Het was afgelopen. Wij hadden een zinvolle trainingsdag achter de rug. Alle betrokkenen tevreden over het verloop. Mooi. Maar, er knaagde iets. Teruglopend door de gangen constateerden mijn collega en ik dat het steeds minder voorkomt dat deelnemers huilen.
Nu is het huilen zelf natuurlijk geen doel op zich. Maar toch zijn hun persoonlijke tranen ons – als trainers – erg welkom. Huilen heeft als onbewust effect dat je de ander in maximale kwetsbaarheid ziet. Voorbij de verbale communicatie, voorbij de allesoverheersende redelijkheid, maar juist redeloos en radeloos.
Kortstondig in zichzelf gekeerd en bevangen door oude beelden en gevoelens. Weerloos.
En juist die weerloosheid roept bij de andere cursisten veel gulheid op. Gulheid in de vorm van begrip, sympathie, herkenning, betrokkenheid en hulpvaardigheid. Dat laatste komt bijvoorbeeld tot uitdrukking in het tempo waarmee zakdoekjes, een glaasje water of een troostrijke knuffel worden aangeboden
Soms is er schaamte bij degene die gehuild heeft. Vaak is het moeilijk de intens verdrietige persoonlijke beleving snel weer in te wisselen tegen aanwezigheid in het hier en nu en de groep.
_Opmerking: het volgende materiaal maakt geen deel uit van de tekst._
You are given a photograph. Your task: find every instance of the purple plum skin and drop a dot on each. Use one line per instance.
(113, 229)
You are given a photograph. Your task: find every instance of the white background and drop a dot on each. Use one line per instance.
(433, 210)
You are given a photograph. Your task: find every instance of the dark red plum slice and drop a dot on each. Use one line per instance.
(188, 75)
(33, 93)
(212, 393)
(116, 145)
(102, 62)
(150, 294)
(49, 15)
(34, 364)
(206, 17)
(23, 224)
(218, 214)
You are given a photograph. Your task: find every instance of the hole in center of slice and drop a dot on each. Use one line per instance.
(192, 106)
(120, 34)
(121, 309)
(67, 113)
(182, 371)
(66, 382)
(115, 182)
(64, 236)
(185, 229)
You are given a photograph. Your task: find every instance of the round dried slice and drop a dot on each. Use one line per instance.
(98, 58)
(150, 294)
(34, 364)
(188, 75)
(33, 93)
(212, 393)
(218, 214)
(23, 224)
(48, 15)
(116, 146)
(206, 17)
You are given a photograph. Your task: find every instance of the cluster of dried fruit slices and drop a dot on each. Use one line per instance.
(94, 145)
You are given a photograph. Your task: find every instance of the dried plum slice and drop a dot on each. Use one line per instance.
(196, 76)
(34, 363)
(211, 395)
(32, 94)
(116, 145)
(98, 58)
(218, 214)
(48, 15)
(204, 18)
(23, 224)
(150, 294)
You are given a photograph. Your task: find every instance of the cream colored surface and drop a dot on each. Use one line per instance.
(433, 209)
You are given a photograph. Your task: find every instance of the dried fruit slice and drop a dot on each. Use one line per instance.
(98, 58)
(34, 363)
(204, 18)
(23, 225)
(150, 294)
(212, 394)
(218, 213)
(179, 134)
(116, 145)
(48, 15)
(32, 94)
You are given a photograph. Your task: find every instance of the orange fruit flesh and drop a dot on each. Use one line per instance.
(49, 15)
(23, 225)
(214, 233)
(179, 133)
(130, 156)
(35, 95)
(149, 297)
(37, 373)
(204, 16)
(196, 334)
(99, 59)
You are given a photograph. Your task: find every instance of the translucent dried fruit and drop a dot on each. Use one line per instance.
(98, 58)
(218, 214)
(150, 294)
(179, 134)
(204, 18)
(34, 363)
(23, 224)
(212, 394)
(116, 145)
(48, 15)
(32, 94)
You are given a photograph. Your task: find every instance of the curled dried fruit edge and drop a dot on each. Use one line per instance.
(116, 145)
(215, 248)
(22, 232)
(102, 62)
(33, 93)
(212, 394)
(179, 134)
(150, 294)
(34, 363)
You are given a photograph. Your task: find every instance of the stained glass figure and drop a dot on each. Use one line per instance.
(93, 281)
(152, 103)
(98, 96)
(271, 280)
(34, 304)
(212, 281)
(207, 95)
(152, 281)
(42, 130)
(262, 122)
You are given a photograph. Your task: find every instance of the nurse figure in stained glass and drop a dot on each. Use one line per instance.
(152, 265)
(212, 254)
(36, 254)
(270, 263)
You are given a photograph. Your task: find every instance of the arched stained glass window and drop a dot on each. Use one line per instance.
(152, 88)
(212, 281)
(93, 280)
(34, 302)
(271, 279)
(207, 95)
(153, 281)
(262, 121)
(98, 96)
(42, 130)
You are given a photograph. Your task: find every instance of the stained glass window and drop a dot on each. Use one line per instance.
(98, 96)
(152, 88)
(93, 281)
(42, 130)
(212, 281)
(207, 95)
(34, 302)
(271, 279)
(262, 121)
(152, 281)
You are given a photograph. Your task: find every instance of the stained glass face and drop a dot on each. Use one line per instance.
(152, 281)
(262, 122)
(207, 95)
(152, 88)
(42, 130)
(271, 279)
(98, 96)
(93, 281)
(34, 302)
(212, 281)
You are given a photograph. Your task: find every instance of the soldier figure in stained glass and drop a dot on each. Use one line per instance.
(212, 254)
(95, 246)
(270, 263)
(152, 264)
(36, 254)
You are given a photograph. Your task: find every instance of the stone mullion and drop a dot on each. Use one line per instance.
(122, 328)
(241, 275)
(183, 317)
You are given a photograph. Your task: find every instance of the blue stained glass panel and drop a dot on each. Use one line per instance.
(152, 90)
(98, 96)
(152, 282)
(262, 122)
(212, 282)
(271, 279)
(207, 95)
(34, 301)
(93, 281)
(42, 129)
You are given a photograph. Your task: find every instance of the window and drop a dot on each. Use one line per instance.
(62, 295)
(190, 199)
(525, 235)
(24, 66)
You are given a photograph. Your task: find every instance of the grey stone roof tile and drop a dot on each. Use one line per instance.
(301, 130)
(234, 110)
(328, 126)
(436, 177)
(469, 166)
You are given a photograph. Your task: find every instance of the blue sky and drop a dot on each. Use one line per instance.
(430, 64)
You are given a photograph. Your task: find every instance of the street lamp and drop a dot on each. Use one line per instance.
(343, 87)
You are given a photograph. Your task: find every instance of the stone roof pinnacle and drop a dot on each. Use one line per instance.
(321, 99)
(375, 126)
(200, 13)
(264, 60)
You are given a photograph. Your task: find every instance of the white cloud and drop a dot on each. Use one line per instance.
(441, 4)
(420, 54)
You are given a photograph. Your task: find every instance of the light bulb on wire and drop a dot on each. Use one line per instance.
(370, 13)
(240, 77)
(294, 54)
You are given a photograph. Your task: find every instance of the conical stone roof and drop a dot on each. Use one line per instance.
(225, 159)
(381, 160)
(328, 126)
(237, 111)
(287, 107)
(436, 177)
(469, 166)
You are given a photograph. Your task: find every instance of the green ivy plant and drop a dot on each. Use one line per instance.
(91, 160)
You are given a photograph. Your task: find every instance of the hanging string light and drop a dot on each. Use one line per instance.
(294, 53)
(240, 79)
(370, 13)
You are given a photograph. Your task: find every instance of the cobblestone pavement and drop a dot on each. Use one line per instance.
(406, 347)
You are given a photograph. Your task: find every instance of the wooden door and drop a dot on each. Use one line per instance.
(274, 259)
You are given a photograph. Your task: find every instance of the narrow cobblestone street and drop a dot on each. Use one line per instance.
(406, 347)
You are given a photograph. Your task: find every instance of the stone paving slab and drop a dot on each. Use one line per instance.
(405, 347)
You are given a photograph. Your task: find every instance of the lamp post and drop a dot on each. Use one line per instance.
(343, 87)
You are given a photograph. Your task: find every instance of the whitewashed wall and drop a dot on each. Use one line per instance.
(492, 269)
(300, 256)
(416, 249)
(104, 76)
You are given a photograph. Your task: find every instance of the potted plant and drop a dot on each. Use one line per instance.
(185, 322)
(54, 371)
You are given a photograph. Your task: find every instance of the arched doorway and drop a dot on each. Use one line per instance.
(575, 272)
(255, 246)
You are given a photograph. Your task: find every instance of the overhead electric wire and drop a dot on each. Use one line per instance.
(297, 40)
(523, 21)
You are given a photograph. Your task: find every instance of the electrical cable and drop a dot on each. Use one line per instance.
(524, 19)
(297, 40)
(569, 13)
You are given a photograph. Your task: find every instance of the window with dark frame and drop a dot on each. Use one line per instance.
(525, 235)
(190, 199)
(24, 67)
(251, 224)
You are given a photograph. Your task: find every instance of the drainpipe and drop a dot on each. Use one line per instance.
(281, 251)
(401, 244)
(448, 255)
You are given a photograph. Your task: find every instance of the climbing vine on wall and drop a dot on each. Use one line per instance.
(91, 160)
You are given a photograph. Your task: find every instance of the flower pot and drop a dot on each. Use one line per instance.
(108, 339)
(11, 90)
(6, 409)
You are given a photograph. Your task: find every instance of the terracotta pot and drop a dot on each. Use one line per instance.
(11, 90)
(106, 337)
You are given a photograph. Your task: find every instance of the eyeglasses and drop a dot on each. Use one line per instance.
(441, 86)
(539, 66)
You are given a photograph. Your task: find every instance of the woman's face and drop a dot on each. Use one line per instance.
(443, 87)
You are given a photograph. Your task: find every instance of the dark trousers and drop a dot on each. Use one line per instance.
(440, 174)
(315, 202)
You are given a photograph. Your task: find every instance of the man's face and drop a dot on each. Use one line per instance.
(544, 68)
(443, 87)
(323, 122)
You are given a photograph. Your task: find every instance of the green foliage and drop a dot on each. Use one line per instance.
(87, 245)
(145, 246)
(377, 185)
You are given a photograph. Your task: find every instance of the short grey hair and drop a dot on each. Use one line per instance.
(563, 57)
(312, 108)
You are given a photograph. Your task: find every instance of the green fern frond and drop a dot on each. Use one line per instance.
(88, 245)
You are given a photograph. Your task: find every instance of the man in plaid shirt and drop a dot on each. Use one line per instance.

Altijd wacht de huiler een warm welkom in de groep.
Kortom, weinig is zo voorwaardenscheppend voor het groepsgevoel als meervoudig huilen.
Betreurenswaardig dus dat het fenomeen huilen slinkende lijkt.
Het doet vragen rijzen over de oorzaak van de droogte. De eigen kwetsbaarheid dient vermeden lijkt het. Zeker in de setting van een groep.
Mijn gedachten maakten een sprong naar een jonge vrouwelijke coachingsklant die ik onlangs sprak. Aanleiding voor haar om contact met mij te zoeken was een hoog opgelopen arbeidsconflict met haar baas wat uitmondde in een burn out. Zij was wanhopig. Voelde zich door haar baas miskend, door de organisatie in de steek gelaten, total loss qua energie en eenzaam.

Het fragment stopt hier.